Il Pd torna e subito si spacca. È duello Renzi-Zingaretti

L'ex premier mattatore isola Salvini e apre ai grillini. Ma il segretario lo sconfessa: "Meglio il voto subito"

Il Pd torna e subito si spacca. È duello Renzi-Zingaretti

Un capolavoro assoluto: nel giorno in cui il governo salta per aria, Conte e Salvini si tirano le torte in faccia in pieno Senato e il Pd per la prima volta nella legislatura riesce a tornare al centro della scena, i Dem si spaccano in due.

Finora il gioco lo ha condotto Matteo Renzi, con spregiudicata abilità: l'ex premier ha annusato le debolezze degli avversari, ha infilato un cuneo nella crisi facendo balenare davanti al naso dei grillini smarriti la possibilità di non finire disoccupati, ha fatto perdere la bussola a Salvini mandandolo per la prima volta in tilt. Ieri, nell'aula di Palazzo Madama è stato il protagonista assoluto, accanto a Conte e al capo leghista, con un intervento di durissima accusa a Salvini che non ha risparmiato colpi neppure a Conte, ai grillini e ai loro tardivi ripensamenti: «Lei a Ferragosto ha firmato una bella lettera a Salvini. Peccato che sempre lei abbia firmato anche il decreto sicurezza». Annunciando che da un governo Pd-Cinque stelle starebbe «orgogliosamente fuori», ma che sarebbe «irresponsabile» mandare il Paese in recessione aprendo la campagna elettorale ora.

I naufraghi grillini si aggrappano estatici alle parole renziane come alle scialuppe di salvataggio del Titanic, fanno trapelare di aver trovato l'intervento dell'ex premier «molto importante». Salvini lo guarda livido dai banchi della Lega. Poi però, a tirar su il morale del povero Capitano arriva il segretario del Pd Nicola Zingaretti. Scavalcato da Renzi, accerchiato nel partito dai big che premono per evitare un voto immediato che premierebbe Salvini, Zingaretti però non demorde: vuole - come Salvini - le elezioni a ottobre, convinto che il Pd possa anche vincerle, dicono i suoi. Le vuole innanzitutto per sottrarsi al logorio cui i prossimi mesi lo sottoporrebbero, tanto più se dovesse trovarsi a sostenere un governo con i Cinque stelle e a fare la manovra di fine anno. E poi perché dare via libera all'operazione vorrebbe dire consegnarsi mani e piedi al medesimo Renzi, certificare la sua egemonia sui gruppi parlamentari e affidargli le chiavi della legislatura.

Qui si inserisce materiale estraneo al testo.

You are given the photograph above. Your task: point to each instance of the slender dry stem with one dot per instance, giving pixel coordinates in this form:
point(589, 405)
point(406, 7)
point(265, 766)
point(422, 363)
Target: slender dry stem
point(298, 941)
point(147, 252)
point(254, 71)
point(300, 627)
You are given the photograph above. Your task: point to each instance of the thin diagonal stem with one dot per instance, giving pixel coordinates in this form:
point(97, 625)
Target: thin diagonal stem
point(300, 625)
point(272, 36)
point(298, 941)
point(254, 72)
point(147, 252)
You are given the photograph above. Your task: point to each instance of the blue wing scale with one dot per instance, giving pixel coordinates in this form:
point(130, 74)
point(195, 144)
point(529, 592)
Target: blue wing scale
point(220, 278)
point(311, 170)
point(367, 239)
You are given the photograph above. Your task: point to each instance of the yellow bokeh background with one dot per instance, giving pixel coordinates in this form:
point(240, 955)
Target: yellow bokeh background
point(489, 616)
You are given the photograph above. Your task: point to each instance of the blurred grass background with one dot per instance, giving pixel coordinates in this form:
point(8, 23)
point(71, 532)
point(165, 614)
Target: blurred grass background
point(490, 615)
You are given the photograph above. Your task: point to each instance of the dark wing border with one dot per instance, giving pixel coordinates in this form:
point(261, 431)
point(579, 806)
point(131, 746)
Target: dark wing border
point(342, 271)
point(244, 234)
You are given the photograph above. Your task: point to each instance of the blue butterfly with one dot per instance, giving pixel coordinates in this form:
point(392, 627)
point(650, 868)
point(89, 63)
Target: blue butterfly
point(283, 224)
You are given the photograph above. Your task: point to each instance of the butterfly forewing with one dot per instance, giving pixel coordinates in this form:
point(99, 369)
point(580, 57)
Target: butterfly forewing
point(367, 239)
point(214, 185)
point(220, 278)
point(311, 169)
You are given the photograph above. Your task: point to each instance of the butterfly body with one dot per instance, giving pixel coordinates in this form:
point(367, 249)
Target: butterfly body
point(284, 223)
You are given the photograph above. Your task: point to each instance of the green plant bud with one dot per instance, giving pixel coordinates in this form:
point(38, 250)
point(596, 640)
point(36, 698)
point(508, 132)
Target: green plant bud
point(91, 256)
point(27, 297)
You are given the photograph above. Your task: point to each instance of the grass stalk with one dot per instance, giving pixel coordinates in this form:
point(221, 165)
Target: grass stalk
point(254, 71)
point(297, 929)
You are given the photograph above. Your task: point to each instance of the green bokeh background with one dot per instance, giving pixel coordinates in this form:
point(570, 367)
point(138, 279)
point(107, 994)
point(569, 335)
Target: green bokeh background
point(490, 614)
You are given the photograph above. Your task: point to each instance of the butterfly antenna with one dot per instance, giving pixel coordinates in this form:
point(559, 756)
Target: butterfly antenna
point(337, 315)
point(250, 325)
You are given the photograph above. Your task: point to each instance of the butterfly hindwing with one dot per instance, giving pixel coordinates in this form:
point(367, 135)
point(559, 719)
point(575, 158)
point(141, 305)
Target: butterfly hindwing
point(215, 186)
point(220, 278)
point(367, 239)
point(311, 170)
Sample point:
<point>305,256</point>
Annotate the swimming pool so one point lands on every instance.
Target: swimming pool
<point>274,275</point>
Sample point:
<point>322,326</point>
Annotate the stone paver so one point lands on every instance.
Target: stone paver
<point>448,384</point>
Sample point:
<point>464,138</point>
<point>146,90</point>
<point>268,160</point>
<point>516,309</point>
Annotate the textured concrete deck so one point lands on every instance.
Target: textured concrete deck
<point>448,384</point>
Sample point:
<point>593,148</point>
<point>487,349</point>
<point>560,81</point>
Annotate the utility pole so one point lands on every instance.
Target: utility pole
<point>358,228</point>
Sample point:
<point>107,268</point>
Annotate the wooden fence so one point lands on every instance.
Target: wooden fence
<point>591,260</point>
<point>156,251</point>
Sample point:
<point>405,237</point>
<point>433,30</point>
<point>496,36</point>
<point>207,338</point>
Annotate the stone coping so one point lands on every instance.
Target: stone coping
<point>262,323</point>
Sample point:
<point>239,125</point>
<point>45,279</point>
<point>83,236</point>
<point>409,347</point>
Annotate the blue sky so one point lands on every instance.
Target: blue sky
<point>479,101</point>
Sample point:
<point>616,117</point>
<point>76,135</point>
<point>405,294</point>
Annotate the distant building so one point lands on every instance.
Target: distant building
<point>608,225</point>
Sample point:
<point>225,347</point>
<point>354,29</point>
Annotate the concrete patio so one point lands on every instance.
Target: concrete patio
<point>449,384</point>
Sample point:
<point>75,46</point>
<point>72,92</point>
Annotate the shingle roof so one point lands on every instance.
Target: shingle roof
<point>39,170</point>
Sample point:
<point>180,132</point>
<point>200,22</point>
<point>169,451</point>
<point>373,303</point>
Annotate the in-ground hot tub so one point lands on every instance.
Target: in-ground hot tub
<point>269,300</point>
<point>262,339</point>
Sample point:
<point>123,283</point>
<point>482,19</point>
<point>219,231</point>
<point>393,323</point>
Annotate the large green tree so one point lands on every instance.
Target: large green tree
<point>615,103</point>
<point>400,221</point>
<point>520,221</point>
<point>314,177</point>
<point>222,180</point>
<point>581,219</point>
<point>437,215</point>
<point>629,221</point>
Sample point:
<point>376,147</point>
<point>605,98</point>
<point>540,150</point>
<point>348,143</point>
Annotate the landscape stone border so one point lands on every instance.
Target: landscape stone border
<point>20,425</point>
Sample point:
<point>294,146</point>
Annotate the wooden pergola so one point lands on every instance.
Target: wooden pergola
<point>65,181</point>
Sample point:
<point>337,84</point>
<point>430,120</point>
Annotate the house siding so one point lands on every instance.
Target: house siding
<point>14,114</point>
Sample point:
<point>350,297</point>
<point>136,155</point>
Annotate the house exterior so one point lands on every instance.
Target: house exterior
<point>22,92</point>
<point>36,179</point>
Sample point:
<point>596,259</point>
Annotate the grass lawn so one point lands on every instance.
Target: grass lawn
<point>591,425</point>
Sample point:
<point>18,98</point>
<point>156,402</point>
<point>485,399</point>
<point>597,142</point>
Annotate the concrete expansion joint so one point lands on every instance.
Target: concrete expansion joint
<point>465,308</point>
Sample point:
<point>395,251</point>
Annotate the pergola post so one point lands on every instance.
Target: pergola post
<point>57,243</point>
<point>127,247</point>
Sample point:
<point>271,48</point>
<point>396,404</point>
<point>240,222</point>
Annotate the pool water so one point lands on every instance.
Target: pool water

Così il segretario Pd alza subito i paletti: «In questi 14 mesi, Conte è stato il presidente del Consiglio, anche del ministro Salvini, e se tante cose denunciate sono vere perché ha atteso la sfiducia per denunciarle?» E ancora: «Qualsiasi nuova fase politica non può non partire» da una ammissione di colpa del premier e del cosiddetto «capo politico» dei grillini, ossia Di Maio. «Sta provando a far saltare tutto», dice un dirigente dem. Del resto Renzi in aula aveva già avvertito: «Se Salvini potrà vincere la sua sfida e ottenere il voto sarà con l'accordo, e non dico connivenza, di una parte anche del mio schieramento».

Intanto i supporter della linea del segretario si scatenano contro Renzi, a cominciare da Carlo Calenda: «Direi che la Direzione del Pd di domani è inutile. Renzi ha già dato in aula la linea del partito: apertura ai 5Stelle». La Direzione si riunisce stamattina, i capicorrente dem sono freneticamente al lavoro per trovare una possibile mediazione. «Faremo votare un documento che impegna la delegazione a verificare ogni possibile alternativa alla crisi», spiegano i pro-governo.

Il Quirinale (che aprirà le consultazioni nel pomeriggio proprio per dar modo al partito chiave della crisi di decidere una linea, anziché due opposte) aspetta la delegazione dem per sapere se ci siano o no i numeri per una nuova maggioranza. E la delegazione è composta, al momento, da un segretario che vuol votare con Salvini e due capigruppo che vogliono fare un governo con i grillini.